Purpose-Built Data for COBS 9B Compliance
Wealth Intelligence was designed from the ground up to provide the independent behavioural evidence that firms need to build, validate, and monitor targeted support segments under PS25/22. Unlike generic market research or survey data, every aspect of the Wealth Intelligence dataset is structured to map directly to COBS 9B requirements.
This article explains exactly how our data supports each stage of the targeted support lifecycle.
The Three Pillars of COBS 9B
The targeted support framework rests on three requirements, each of which demands specific types of evidence:
| 1. Segment Design | Define segments using common and excluding characteristics |
| 2. Segment Validation | Evidence that characteristics are objective, not product-driven |
| 3. Outcome Benchmarking | Demonstrate consumers are in a better position after receiving targeted support |
Pillar 1: Segment Design
Wealth Intelligence provides cross-provider behavioural data across six dimensions of the wealth lifecycle:
- Pension contributions and drawdown: Pot sizes, contribution patterns, withdrawal timing, tax-free cash decisions, and drawdown purpose across 57+ providers
- ISA behaviour: Wrapper preferences (Cash vs.

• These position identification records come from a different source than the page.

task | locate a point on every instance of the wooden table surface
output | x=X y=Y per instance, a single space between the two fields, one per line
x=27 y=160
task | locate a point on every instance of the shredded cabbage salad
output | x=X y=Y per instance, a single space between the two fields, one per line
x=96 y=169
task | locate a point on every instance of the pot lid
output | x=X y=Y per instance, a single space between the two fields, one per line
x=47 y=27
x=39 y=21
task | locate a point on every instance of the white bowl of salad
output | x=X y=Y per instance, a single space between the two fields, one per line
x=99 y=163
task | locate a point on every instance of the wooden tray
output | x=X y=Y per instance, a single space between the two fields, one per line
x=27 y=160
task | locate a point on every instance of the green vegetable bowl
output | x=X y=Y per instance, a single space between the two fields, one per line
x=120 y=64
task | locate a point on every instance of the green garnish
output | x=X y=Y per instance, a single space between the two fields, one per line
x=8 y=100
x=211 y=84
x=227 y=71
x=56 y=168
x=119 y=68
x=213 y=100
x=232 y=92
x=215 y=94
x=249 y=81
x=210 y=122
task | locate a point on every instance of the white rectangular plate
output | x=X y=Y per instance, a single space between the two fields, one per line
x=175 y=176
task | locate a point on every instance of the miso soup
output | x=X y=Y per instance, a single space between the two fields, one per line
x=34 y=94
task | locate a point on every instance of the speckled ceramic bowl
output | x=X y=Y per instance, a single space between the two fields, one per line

Stocks & Shares), deposit patterns, transfer intent, and provider switching behaviour
- Credit and borrowing: Mortgage behaviour, credit utilisation, debt-to-income ratios, and credit management patterns
- Insurance and protection: Coverage needs, protection gaps, risk appetite indicators
- Inheritance and estate planning: Gifting behaviour, IHT threshold modelling, intergenerational transfer patterns
- Investment and platform behaviour: SIPP contributions, risk preferences, platform selection, and switching patterns
This breadth allows firms to identify common characteristics that span the full financial lifecycle, not just the products they happen to offer. When you define a segment as “consumers who are actively modelling drawdown while also carrying significant mortgage debt,” Wealth Intelligence provides the cross-provider evidence that this combination of characteristics defines a genuine consumer group.

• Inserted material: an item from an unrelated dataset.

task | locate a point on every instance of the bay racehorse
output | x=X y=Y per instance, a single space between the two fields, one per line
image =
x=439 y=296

Pillar 2: Segment Validation
Validation is where most firms struggle, because it requires evidence that your segments are not simply a reflection of your own product architecture. Wealth Intelligence supports validation by:
- Independent clustering: Our data reveals natural consumer groupings that exist across the market, regardless of which provider a consumer uses. You can test whether your internally defined segments align with market-wide behavioural clusters
- Excluding characteristic evidence: We provide quantitative evidence that the characteristics separating your segments are genuinely discriminating in market-wide data, not just within your book
- Methodology documentation: Every Wealth Intelligence delivery includes methodology documentation that explains data collection, aggregation, and anonymisation processes, providing the audit trail the FCA expects
For example, if you define an excluding characteristic as “consumers with transfer intent above 20%,” Wealth Intelligence can confirm whether that threshold meaningfully separates distinct behavioural groups in cross-provider data, or whether it is an arbitrary cutoff that happens to work in your book.

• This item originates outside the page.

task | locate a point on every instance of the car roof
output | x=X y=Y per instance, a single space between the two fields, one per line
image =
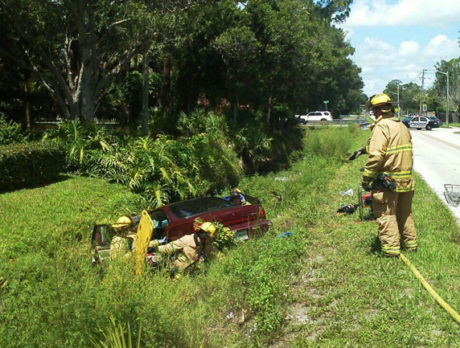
x=196 y=206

Pillar 3: Outcome Benchmarking
The “better position” test requires a benchmark against which to measure outcomes. Wealth Intelligence provides:
- Market-wide cohort benchmarks: Outcome metrics for comparable consumer groups across the market, enabling firms to demonstrate that consumers receiving targeted support are performing better than market peers
- Segment-level monitoring data: Ongoing behavioural data that tracks whether segment compositions and behaviours are stable, or whether recalibration is needed
- Trend analysis: 13+ months of longitudinal data showing how consumer behaviour is evolving, enabling proactive adjustment of targeted support propositions
How Our Data Is Different
Three characteristics make Wealth Intelligence distinct from other external data sources:
- Behavioural, not survey: Every data point reflects a real consumer decision captured through financial modelling tools — not a survey response or stated preference. This matters because the FCA expects evidence based on observable behaviour
- Cross-provider by design: Our modelling tools are provider-agnostic, capturing behaviour across 57+ providers. Consumers using our tools are actively comparing and modelling across the market, producing inherently cross-provider data
- 100% first-party: All data is collected directly from consumer interactions with our own tools. There is no third-party data resale, no panel estimation, and no modelled or imputed data. The provenance is clean and auditable
Delivery and Integration
Wealth Intelligence data is available in formats designed for practical integration into your targeted support workflow:
- Segmentation-ready datasets: Pre-structured data organised around COBS 9B requirements, with segment-level aggregations and characteristic profiles
- Raw behavioural feeds: Granular, anonymised behavioural data for firms that want to run their own clustering and analysis
- Benchmark reports: Periodic reports comparing your segment outcomes against market-wide cohorts
- Methodology packs: FCA-ready documentation covering data provenance, collection methodology, anonymisation processes, and regulatory alignment
Key Takeaway
Wealth Intelligence is not a generic market research tool. It is purpose-built for the specific evidence requirements of COBS 9B. Cross-provider behavioural data, structured around segment design, validation, and outcome benchmarking, delivered with the methodology documentation the FCA expects to see.